A l’annonce de mon départ, plusieurs membres de mon équipe m’ont appellé pour me demander ce que j’allais faire… j’avoue avoir eu de la peine à leur expliquer ma manière de voir la vie de manière totalement exhaustive. Je ne tiens ni à les remonter contre mon entreprise ni contre la société en général. Après tout, la vie est bien plus simple quand on suit le chemin qui nous est tracé par les contraintes sociales. Je ne tiens pas non plus à passer pour un manager qui a pêté les plombs ou pour un aventurier qui aurait compris des choses extradordinaires. J’ai presque envie de leur dire que j’ai trouvé un poste plus intéressant ailleurs, pour ne pas trop les bousculer. Je ne suis plus comme je l’étais lorsque, adolescent et jeune adulte, j’avais envie d’ouvrir les yeux des gens afin de les pousser à créer le désordre. Après tout, qui suis-je pour définir ce qui est bien ou mal, supportable ou souhaitable, vivable ou invivable? Chacun a sa propre réalité dans laquelle il trouve ses manières propres de s’épanouir ou non. Chacun est responsable de soi. Je ne détiens aucune vérité universelle qui pourrait raisonnablement me pousser à faire changer les gens.

C’est prioritairement un besoin égoïste que je satisfais en abandonnant tout.

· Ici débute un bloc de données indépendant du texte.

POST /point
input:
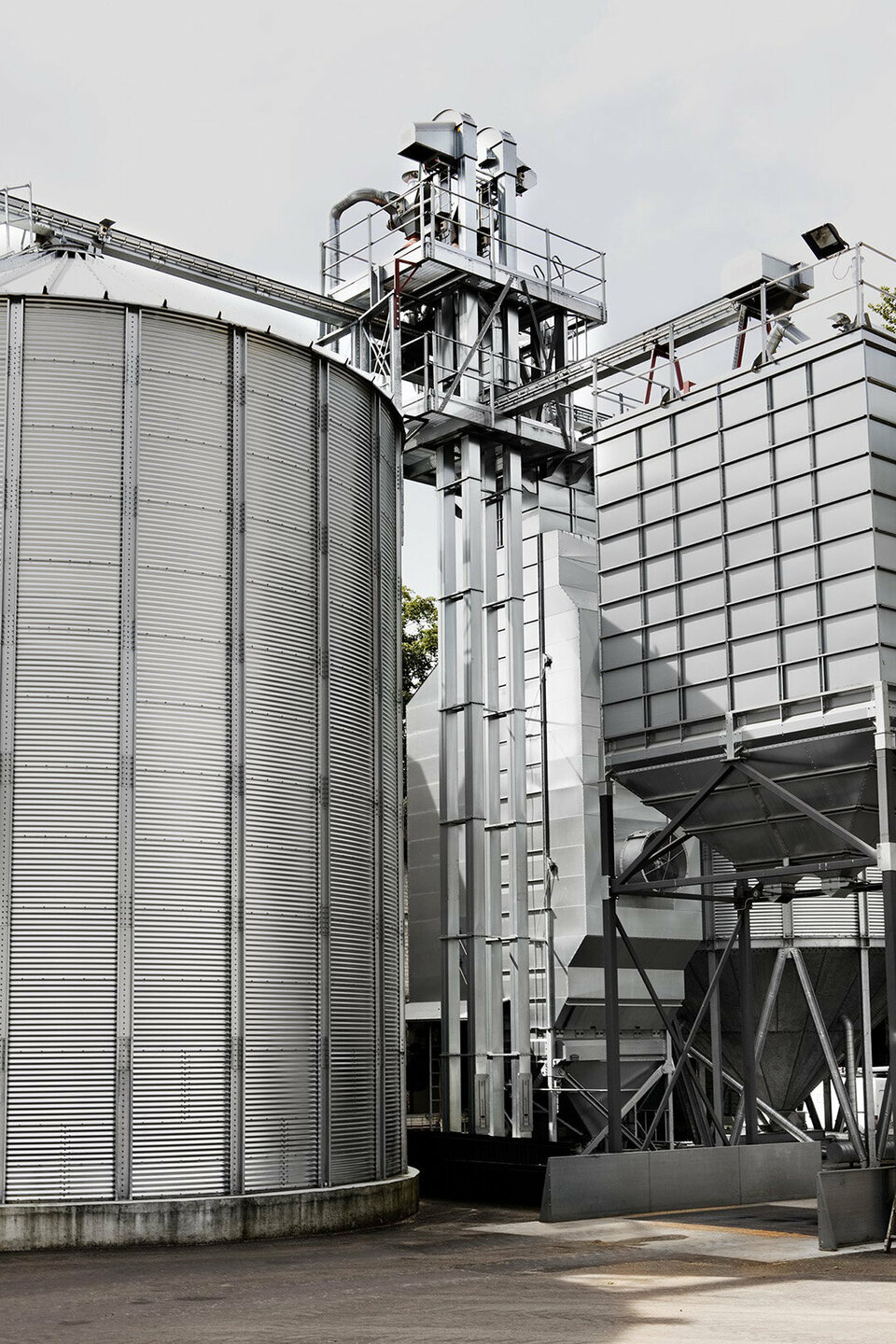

J’ai besoin de me sentir détaché de tout, de ne plus avoir de contrainte. C’est un besoin vital qui chez moi va même jusqu’à ne plus supporter le poids des vêtements sur mon corps. Je ressens chaque attache comme un fardeau. Je me suis rendu compte que bon nombre des poids qui m’étreignent découlent de la vie à l’occidentale. Produire pour consommer. S’engager pour la durée. Etre modéré dans ce que l’on exprime. Ne pas faire de vagues. Etc. Je quitte tout ça. Je quitte tout. Je vais vivre comme une simple particule atomique : unique, légère, libre.